Bir anlamda Anayasa Mahkemesi bir “Anayasa Krizi” üretti.
Olaya daha geniş bir açıdan bakarsak, milletvekili olmakla olmamak arasında artık fazla fark yok.
Yasama yargının yerine geçmiş durumda.
Bu noktada bir gerçeği saptayalım.
Anayasa Mahkemesi’nin kararlarını bir üst mahkemeye taşıyıp, temyiz etme imkanı yok.
Kararı kabul etmemek imkanı yok yani.
Erken seçim yolu
İşte bu noktada “siyaset” in devreye girmesi ve Türkiye’nin daha derin bir krize girmemesi için, aklın bütün yollarını üretmesi gerekiyor.
(...)
Yeni bir Anayasa yapmak için de tren kaçtı artık.
Anayasa Mahkemesi’nin bu kararı ile “demokrasi” ve “laiklik” birbirlerinin alternatifi konumundalar.

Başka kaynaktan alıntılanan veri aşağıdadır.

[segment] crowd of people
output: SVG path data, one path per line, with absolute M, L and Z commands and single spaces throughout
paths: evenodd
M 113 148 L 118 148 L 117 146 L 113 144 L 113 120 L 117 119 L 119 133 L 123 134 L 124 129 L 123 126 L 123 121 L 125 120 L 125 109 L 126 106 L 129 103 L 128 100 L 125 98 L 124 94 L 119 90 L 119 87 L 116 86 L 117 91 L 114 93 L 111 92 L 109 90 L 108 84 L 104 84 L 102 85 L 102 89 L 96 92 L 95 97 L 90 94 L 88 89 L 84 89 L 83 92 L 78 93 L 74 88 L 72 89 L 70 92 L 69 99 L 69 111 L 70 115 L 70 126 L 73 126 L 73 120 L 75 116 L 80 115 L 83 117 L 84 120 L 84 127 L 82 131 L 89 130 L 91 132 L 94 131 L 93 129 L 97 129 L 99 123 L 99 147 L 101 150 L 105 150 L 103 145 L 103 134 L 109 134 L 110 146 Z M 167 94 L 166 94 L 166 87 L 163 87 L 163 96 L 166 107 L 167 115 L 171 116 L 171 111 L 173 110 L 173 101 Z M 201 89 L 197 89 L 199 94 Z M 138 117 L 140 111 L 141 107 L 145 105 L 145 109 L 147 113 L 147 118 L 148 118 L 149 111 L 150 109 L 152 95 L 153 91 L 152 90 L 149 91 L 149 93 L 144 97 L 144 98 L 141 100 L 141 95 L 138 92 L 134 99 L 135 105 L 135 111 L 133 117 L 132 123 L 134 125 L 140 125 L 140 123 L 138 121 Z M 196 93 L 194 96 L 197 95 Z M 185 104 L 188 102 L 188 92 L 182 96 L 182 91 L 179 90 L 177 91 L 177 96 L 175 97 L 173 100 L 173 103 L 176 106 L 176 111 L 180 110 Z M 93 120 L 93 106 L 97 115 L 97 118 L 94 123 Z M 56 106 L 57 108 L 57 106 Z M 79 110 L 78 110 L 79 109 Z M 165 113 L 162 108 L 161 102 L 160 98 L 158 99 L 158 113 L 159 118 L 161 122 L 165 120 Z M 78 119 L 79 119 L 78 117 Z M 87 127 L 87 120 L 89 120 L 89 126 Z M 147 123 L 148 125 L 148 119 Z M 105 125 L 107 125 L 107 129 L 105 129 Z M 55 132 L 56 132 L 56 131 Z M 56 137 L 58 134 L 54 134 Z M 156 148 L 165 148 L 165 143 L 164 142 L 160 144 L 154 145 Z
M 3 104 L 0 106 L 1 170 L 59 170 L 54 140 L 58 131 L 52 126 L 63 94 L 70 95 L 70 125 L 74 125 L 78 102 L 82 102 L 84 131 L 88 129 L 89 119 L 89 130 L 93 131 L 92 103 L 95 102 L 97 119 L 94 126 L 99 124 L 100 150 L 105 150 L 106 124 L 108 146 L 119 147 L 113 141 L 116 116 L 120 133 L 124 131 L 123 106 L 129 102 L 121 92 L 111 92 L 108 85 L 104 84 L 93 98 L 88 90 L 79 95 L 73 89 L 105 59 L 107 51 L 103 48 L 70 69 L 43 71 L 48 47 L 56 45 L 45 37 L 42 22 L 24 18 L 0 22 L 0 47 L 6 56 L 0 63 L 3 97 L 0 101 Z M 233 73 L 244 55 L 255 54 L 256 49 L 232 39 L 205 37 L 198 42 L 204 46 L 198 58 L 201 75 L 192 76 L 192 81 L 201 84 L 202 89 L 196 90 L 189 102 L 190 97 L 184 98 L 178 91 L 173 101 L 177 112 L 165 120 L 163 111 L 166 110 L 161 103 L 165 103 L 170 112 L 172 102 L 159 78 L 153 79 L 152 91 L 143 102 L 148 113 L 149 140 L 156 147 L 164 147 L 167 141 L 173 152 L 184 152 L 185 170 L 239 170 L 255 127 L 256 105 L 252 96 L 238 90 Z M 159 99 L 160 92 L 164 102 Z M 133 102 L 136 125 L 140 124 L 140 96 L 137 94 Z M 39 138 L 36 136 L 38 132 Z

Şimdi siyasete düşen, bu iki unsuru yeniden bir araya getirip, kaynaştırmak ve birbirlerinden ayrılmaları mümkün olmayan bir bütün haline getirmektir.
Belli ki AK Parti’yi kapatmak, şimdi daha kolaylaştı.
DTP zaten “kapatılabilir” bir parti...
Fazla ileri giderlerse MHP de kapatılabilir.
Anayasa değişikliğinin iptali, zaten MHP’ye de bir uyarı değil mi?
Tablo bozuldu
Acaba bir siyasi çözüm “erken genel seçim” midir?
Bu seçimin sonucunda oluşacak yeni TBMM yapısı izin verirse, ondan sonra demokratik ve özgürlükçü bir Anayasa yapmak mı gündeme getirilmelidir?
Madem temsili demokrasi dolayısıyla TBMM’nin sahip olması gereken “ulusal egemenlik” şimdilik yargıya geçmiş durumda.
Egemenliğin doğrudan sahibine gitmek, bir çözüm olamaz mı?
Siyaset gerçekçilik gerektirir.
Bu tablo bozuk bir tablodur.
Sadece tepki göstermek, tabloyu ve dolayısıyla istikrarı daha da fazla bozacaktır.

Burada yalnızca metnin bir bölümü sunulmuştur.